The Difference Between Habit and Discipline
Discipline is not the ability to sweat, but to change.
Posted July 15, 2009
Discipline is hard to spot. Sometimes a habit that makes you sweat looks like discipline. But it might not be.
Imagine an example: A young girl grew up scared of getting fat. Around 15, she started running daily and restricting her eating. Now 35, she runs six miles every morning and avoids sweets. From some perspectives, she looks very disciplined.
Zoom into her life. Whenever she has an engagement that's too early in the morning for her to run, it throws her off her guard. Without the run, she gets cranky; and she tends to avoid big social dinners. At some point, when her habits start restricting her social life, her therapist recommends she change her routine. Maybe she should take a day off each week. Or, he suggests, she might consider running less.
The therapist is asking her to leave her comfort zone, to exercise self-control or discipline. We typically define discipline as the ability to give up immediate pleasures for long-term goals. Our runner's situation is just atypical because her immediate pleasures are not the most common pleasures, like cake or beer.

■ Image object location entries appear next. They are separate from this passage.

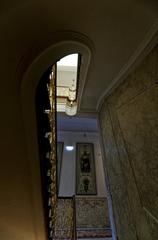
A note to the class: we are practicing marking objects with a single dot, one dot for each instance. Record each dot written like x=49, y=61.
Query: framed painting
x=60, y=146
x=85, y=169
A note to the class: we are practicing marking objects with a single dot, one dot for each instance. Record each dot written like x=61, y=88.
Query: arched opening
x=29, y=85
x=85, y=188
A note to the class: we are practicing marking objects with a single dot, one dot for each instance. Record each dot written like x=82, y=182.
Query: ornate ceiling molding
x=143, y=49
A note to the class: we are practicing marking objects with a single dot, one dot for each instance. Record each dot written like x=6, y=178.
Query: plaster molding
x=141, y=52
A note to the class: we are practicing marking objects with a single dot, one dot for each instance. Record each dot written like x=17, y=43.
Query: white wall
x=67, y=180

But anyone who's struggled to give up a habit (whether it's ingesting too much or too little) knows that change requires an uncomfortable identity shift. In this sense, perhaps true discipline (rather than habits of rigidity) is your ability to leave your comfort zone. (My college roommate once said, "You write every morning--but that's not discipline, because you like it!") Indeed, discipline is related to the flexibility it takes to abandon a immediately-comforting behavior for a more frightening one.
Perhaps truly disciplined people do need flexibility--even more than will, especially if that will is too rigid for enacting change. To think more about this, I'd like to hear concrete stories. What's one behavior you're struggling to change, and what does that struggle feel like?